Kilo Strength Society

For those of you who read the blogs I write, you may know that I am quite drawn to corrective exercise, pain and injury management, and clinical bodywork. What you might not know, however, is that I also have a passion for strength training and muscle building that I wanted to share with you today.

Before I talk about that though, I think it’s important for me to confess to you that I honestly didn’t have this passion as little as three months ago. Yes, that’s right. The truth is that, if I’m being honest, about three months ago I would’ve told you that I was getting kind of burnt out with training. At that point in time, I had just finished taking a course for a technique called P-DTR, or Proprioceptive - Deep Tendon Reflex, a neurological tool for helping people with pain and refining movement. I was taking this course for a year and before this, I completed a six-hundred hour massage school program to get my soft tissue license. The point is that I had jumped into the clinical bodywork rabbit hole and was obsessed with using my neurological and soft tissue skills because these techniques were truly helping me make huge breakthroughs with my clients. Originally, I decided to study massage and bodywork to enhance my training, but it seemed like the scales were tipping and that training was starting to support my massage and bodywork instead.

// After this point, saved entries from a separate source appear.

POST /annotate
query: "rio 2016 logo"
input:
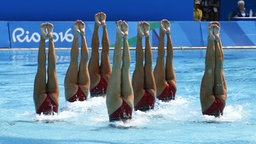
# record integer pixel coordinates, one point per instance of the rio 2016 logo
(20, 35)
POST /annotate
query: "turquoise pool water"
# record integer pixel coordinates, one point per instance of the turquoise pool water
(178, 121)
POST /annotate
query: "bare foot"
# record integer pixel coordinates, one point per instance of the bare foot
(100, 18)
(146, 28)
(214, 31)
(81, 27)
(46, 30)
(50, 30)
(165, 26)
(210, 31)
(76, 26)
(140, 29)
(124, 28)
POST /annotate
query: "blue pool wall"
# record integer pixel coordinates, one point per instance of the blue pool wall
(26, 34)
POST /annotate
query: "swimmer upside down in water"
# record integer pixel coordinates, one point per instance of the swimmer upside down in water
(77, 80)
(164, 74)
(99, 73)
(120, 96)
(213, 93)
(46, 92)
(143, 80)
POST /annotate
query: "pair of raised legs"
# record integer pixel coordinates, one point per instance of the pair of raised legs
(213, 91)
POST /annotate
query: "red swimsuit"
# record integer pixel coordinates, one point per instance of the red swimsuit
(146, 102)
(168, 93)
(100, 89)
(47, 107)
(216, 109)
(79, 96)
(124, 112)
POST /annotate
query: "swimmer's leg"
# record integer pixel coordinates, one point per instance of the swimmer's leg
(207, 84)
(83, 74)
(71, 78)
(138, 74)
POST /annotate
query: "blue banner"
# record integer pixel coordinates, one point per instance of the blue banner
(4, 35)
(184, 33)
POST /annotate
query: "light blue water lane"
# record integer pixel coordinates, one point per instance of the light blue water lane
(178, 121)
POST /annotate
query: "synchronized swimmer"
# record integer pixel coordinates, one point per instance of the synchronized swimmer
(123, 94)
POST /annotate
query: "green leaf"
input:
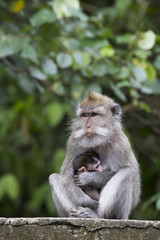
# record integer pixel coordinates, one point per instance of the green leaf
(77, 90)
(62, 7)
(26, 84)
(125, 39)
(58, 159)
(10, 186)
(10, 45)
(29, 53)
(71, 44)
(124, 72)
(94, 43)
(147, 40)
(58, 88)
(142, 54)
(139, 74)
(158, 204)
(42, 16)
(118, 92)
(99, 69)
(64, 60)
(145, 107)
(36, 73)
(151, 72)
(157, 63)
(92, 87)
(55, 113)
(49, 66)
(82, 59)
(107, 51)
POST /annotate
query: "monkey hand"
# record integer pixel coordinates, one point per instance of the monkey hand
(83, 180)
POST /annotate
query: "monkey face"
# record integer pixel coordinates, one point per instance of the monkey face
(94, 124)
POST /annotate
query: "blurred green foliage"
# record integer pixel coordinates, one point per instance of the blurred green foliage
(51, 55)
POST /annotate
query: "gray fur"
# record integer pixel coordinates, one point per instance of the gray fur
(120, 181)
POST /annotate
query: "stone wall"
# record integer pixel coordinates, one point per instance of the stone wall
(74, 228)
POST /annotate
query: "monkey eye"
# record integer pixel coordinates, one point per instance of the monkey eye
(93, 114)
(84, 115)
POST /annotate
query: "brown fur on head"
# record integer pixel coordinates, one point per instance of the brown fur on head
(96, 99)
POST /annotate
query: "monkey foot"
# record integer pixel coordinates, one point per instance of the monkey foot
(83, 212)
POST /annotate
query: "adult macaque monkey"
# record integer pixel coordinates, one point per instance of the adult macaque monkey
(97, 127)
(88, 162)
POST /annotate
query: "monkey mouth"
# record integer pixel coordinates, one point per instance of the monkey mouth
(89, 134)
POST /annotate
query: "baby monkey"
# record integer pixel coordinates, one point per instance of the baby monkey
(88, 162)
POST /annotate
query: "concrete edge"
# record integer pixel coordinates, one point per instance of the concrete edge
(90, 224)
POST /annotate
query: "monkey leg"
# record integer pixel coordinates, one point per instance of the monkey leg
(60, 196)
(116, 196)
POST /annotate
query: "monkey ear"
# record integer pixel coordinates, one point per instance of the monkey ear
(116, 110)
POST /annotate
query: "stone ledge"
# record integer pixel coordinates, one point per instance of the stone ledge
(72, 228)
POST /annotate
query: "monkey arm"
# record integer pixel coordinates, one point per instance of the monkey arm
(93, 179)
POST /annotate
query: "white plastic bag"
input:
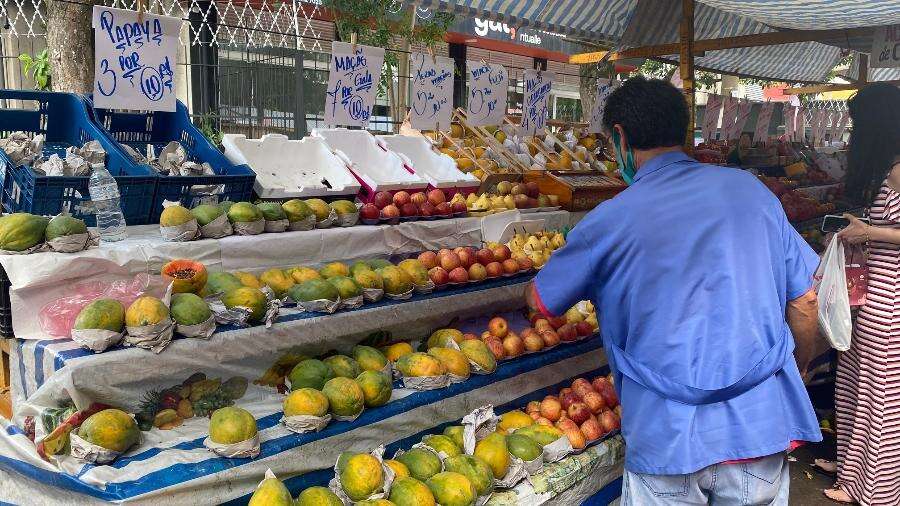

I was a bit lost, to say the least, and for a time I very seriously considered going to chiropractic or physical therapy school to fully commit myself to bodywork, rehabilitation, and healing. So what happened? How did I go from considering a career change to claiming that I have a passion for strength training and muscle building - two types of training, by the way, that many could argue are quite opposite of bodywork and rehabilitation?

In late February, our team took a trip down to Southern California, to visit another training facility called Kilo Strength Society. We were there to take a course called Advanced Strategies to Program Design, my first training course in almost two years since I’d been so preoccupied with massage school and P-DTR. Honestly, I originally wasn’t going to go, but Bryant and Justine were covering the class, Coach Anthony was going to drive a bunch of us down, and many people who I look up to as mentors told me how good the material was going to be, so I said to myself “f*** it - hopefully it’ll be a good final training course before I go all in on bodywork.” I’ve never been so wrong.

The owners of Kilo Strength Society and teachers of the course have had years and years of experience training elite level professional and olympic athletes, and it truly showed when class was in session.

Each day of the course began with a full workout - they believed that if you were going to make a client do something, that you better know how it feels to go through it yourself. Afterwards, we dived into the various theories and techniques of program design, and I was blown away. They covered everything from establishing proper strength ratios, to targeting every fiber of every muscle for balanced development, to utilizing an undulating periodization to design a program for an athlete spanning over sixteen years or even more. This list could go on and get nerdier and nerdier, but we can talk about all the specifics another time. “There’s a reason for every exercise in the program; no exercises just because,” said Stephane Cazeault of Kilo. And that’s what I was drawn to - the precision, perfectionism, and intent with which every detail of every exercise is thought out to get the athlete closer to his or her goal.

This was, without a doubt, the best personal training course I had ever taken. Other courses seemed to cover similar important concepts, but Kilo taught me how to execute and use all the knowledge I already possessed to create a truly custom, purposeful and challenging program for both me and my clients. This course reignited the personal training flame for me, but unlike my bodywork courses, it didn’t tug me in the opposite direction and make me want to stop doing bodywork and corrective exercise. Kilo’s program design techniques are so thorough that I learned to understand how this balanced approach becomes corrective exercise. Kilo’s strategy is to attack weaknesses and in doing so, almost becomes a form of advanced corrective work. Kilo was helping me to reconcile this tug o’ war between training and bodywork and making me realize how much I love the integration of both in my service.

If you’re in Southern California, I cannot recommend Kilo Strength Society enough. If you’re a trainer or coach, Kilo are the people to learn from. And if you’re looking for an integrated and intentful exercise and bodywork service, I’m excited to help.